With a couple of brief exceptions, I had never really read Isaac Asimov.

Yeah, I know, Martin. And it did seem like a gap in my education. So I decided to read The Naked Sun.

It's a detective story as well, which was Asimov's other great love. A detective from Earth, which is considered a backwater in the far future, is assigned to investigate a locked room murder on one of the tonier colony worlds. A world with a culture that seems strange to him and undoubtedly to most readers of the 20th century. He's assigned the eerily humanoid robot R. Daneel Olivaw as a partner. And let me tell you, if Asimov had wanted to start trouble with the Star Trek people over Data, he could have.

What's funny is that you can tell that Asimov is writing in the pulp era, but he's a fundamentally polite writer.

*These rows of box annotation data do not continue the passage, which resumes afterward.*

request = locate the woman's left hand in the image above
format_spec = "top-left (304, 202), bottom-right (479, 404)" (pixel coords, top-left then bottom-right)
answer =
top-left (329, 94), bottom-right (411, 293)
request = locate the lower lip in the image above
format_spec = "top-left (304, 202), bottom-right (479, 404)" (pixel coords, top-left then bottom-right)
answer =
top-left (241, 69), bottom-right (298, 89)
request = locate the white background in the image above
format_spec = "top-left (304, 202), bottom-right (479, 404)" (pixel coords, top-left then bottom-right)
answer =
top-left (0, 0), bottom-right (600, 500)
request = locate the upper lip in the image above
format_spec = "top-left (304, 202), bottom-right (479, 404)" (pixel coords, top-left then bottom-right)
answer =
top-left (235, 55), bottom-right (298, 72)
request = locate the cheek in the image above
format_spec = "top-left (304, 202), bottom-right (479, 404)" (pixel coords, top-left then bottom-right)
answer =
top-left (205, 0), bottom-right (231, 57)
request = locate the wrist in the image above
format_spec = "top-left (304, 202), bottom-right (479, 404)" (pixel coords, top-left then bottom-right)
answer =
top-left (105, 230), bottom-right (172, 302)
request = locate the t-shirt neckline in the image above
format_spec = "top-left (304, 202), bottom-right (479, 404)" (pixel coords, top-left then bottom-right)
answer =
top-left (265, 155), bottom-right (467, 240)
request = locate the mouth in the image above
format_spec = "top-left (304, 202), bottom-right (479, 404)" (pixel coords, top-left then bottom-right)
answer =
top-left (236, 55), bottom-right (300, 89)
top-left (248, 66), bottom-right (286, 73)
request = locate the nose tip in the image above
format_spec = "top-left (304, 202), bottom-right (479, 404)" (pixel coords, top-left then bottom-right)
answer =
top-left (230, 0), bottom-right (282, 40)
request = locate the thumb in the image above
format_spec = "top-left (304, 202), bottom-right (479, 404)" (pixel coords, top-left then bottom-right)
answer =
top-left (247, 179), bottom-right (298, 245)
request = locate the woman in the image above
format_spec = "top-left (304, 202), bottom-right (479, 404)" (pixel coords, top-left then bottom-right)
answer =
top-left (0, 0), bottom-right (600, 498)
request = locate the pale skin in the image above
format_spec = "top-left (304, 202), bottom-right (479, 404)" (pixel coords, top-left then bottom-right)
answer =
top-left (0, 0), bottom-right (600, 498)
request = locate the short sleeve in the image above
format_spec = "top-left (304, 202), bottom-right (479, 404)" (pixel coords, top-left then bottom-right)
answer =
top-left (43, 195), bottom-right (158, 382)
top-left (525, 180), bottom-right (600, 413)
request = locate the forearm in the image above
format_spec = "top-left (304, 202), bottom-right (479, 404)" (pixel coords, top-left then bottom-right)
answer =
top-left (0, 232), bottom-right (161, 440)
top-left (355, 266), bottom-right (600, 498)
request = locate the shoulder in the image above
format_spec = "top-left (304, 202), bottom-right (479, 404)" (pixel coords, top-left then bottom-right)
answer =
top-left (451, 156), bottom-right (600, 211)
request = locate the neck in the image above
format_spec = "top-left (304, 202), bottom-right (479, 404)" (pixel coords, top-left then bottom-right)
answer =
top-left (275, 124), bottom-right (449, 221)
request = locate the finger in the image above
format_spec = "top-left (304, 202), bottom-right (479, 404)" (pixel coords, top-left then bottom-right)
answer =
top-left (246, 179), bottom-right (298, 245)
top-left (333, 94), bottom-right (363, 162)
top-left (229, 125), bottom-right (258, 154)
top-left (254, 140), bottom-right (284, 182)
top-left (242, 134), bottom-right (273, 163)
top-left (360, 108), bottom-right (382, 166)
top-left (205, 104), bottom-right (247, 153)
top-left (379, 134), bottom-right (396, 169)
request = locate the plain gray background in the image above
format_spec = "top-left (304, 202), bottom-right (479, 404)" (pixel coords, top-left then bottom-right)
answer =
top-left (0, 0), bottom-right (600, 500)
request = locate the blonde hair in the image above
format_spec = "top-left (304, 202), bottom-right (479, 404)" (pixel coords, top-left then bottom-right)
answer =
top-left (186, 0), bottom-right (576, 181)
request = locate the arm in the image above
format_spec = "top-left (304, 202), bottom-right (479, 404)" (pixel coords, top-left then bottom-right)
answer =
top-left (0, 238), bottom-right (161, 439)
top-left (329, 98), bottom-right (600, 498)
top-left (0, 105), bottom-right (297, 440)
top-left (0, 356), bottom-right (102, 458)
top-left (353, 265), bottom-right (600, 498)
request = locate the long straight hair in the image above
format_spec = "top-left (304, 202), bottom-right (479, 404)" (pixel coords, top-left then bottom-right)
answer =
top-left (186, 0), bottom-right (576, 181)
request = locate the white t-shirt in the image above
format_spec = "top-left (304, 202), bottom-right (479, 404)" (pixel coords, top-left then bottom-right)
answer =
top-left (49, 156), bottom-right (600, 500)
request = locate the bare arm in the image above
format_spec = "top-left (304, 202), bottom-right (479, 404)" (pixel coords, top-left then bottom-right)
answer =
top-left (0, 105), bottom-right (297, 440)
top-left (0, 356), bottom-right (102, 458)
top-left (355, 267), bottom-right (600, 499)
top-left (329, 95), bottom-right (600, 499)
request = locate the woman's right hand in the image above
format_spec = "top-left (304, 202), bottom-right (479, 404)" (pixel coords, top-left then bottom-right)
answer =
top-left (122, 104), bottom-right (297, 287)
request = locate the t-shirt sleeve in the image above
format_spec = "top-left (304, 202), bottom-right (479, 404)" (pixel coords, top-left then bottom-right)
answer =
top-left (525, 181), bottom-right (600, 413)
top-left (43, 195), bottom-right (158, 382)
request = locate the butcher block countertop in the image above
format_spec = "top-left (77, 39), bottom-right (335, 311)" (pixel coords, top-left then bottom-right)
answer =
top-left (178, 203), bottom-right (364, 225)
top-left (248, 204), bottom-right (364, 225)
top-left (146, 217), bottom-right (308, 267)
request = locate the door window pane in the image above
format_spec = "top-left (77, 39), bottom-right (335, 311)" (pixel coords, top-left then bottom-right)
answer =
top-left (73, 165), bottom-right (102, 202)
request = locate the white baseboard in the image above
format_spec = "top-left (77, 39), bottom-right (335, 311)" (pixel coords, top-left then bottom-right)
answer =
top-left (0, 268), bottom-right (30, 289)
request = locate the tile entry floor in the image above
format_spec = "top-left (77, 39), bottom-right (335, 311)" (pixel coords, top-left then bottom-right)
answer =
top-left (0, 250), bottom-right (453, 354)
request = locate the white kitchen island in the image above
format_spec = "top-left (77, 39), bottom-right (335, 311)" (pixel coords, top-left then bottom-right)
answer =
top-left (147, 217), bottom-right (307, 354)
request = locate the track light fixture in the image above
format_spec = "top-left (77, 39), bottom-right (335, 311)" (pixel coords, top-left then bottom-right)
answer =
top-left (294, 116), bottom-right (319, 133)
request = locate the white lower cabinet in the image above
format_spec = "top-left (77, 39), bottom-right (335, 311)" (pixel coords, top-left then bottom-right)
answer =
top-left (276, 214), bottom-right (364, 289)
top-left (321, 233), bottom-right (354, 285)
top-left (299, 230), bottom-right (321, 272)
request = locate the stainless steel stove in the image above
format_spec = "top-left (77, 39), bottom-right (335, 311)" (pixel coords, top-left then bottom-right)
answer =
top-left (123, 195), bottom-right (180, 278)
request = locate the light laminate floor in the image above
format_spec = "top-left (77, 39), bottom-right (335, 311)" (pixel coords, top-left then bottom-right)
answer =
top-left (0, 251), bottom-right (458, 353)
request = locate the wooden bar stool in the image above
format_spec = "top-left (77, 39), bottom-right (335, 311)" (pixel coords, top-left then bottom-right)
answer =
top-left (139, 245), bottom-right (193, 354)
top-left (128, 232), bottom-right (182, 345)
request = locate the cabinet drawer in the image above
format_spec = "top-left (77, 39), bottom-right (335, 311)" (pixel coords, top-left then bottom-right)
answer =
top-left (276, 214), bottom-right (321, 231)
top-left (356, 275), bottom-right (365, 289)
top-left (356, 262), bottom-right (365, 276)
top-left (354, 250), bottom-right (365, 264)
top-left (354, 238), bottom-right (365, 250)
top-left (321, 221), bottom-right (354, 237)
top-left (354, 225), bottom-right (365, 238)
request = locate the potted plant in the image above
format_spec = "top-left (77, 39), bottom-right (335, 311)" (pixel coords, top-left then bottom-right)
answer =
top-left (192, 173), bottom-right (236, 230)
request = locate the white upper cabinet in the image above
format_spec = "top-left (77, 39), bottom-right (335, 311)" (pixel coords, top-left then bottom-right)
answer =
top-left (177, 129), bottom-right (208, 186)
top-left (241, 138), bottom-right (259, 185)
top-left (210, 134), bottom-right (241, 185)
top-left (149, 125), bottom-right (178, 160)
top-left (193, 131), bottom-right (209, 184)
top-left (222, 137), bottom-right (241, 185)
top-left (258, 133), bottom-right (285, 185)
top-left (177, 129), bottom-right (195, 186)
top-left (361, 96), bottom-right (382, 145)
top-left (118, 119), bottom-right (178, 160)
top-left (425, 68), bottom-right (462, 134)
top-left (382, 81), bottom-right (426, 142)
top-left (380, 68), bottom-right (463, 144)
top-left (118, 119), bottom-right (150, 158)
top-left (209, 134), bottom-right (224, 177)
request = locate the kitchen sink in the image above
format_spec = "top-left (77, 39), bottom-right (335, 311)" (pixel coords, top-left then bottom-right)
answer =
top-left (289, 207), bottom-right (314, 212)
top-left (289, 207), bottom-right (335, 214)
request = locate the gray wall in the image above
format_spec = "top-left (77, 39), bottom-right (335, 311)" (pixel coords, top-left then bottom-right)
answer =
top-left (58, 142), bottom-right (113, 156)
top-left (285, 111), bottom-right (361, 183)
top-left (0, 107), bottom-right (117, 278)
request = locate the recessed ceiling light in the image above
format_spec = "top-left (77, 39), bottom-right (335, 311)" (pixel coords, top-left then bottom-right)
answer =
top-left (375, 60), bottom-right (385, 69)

And he's one of the science fiction authors for whom characters exist to carry out his ideas, but his ideas do carry the show.


2 comments:

susan said...

Asimov's Robot books were definitely interesting and I agree with you that R. Daneel Olivaw was a very clever invention, as were his Three Laws of Robotics. The man was definitely a prolific writer. The books of his I remember enjoying most were the first three Foundation novels - I don't think I ever got around to the others (nor all the Dune books either, for that matter).

It's funny you decided to go back to check out some early sci-fi. I recently re-read Arthur C. Clarke's Rendezvous With Rama - another of those with pretty much interchangeable characters but a fascinating story.

I never managed to develope a taste for Heinein's books and probably never shall.

Ben said...

The Three Laws of Robotics make a lot of sense, which is why I wouldn't count on them being instituted in real life. Asimov uses them in a clever way as well, in terms of the murder mystery aspect of the story. They account for why it's an apparently impossible crime, but they turn out to be permeable as well.

I'll have to read Rendesvous with Rama in the near future. It came out just a few years after the movie 2001, so Clarke would seem to be dealing with an expanded audience. The cover of the 1973 edition looks pretty wild.

I've read barely anything by Heinlein so far. Might sample him further, or not. He did lead an interesting life.